In this study, we probe the ability of LLMs to provide additive support to generalists in the assessment of rare, life-threatening cardiac diseases that typically require subspecialty cardiac care. Further, we address the unmet need for the randomized evaluation of LLMs for challenging medical applications. To this end, we curate an open-source, de-identified, real-world clinical dataset for patients suspected to have inherited cardiomyopathies and propose an evaluation rubric for the quality of diagnosis, triage and clinical management of such patients. Blinded subspecialists employed this evaluation rubric to assess clinical assessments performed by general cardiologists, both with and without LLM assistance. The blinded evaluation by the subspecialist cardiologists demonstrated an overall preference for LLM-assisted clinical assessments. Specifically, the subspecialty cardiologists found that AMIE-assisted clinical assessments demonstrated fewer clinically significant errors (11.2% reduction) and missed less important content (19.6% reduction) while maintaining equivalent clinical reasoning quality and not introducing erroneous extraneous information. Furthermore, general cardiologists who utilized AMIE reported that the system helped their assessments in more than half of cases (57.0%), did not miss clinically significant findings in 93.5% of cases and reduced assessment time in over half of cases (50.5%).

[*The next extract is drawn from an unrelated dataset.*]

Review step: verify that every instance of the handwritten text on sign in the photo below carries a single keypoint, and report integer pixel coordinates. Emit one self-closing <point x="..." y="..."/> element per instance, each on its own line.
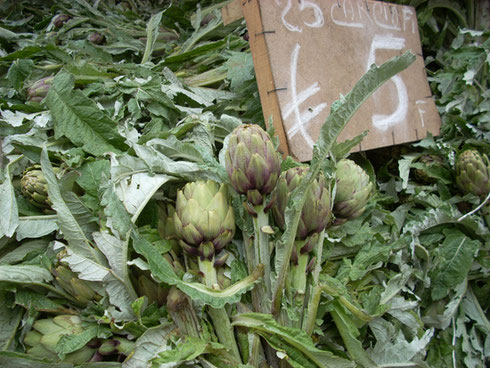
<point x="319" y="50"/>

Our results demonstrate the feasibility of using LLMs to assess patients with rare and life-threatening cardiac conditions. Adapting AMIE to this subspecialist and rarified domain was highly data-efficient, leveraging iterative feedback from subspecialist experts to enhance the quality of AMIE’s responses using just nine cases. This iterative process, combined with a self-critique and the incorporation of search functionality, enabled AMIE to assist general cardiologists in upskilling their clinical assessments to a preferred level. This contrasts with earlier studies using generic, nonspecialized LLMs, which did not achieve comparable clinical performance14.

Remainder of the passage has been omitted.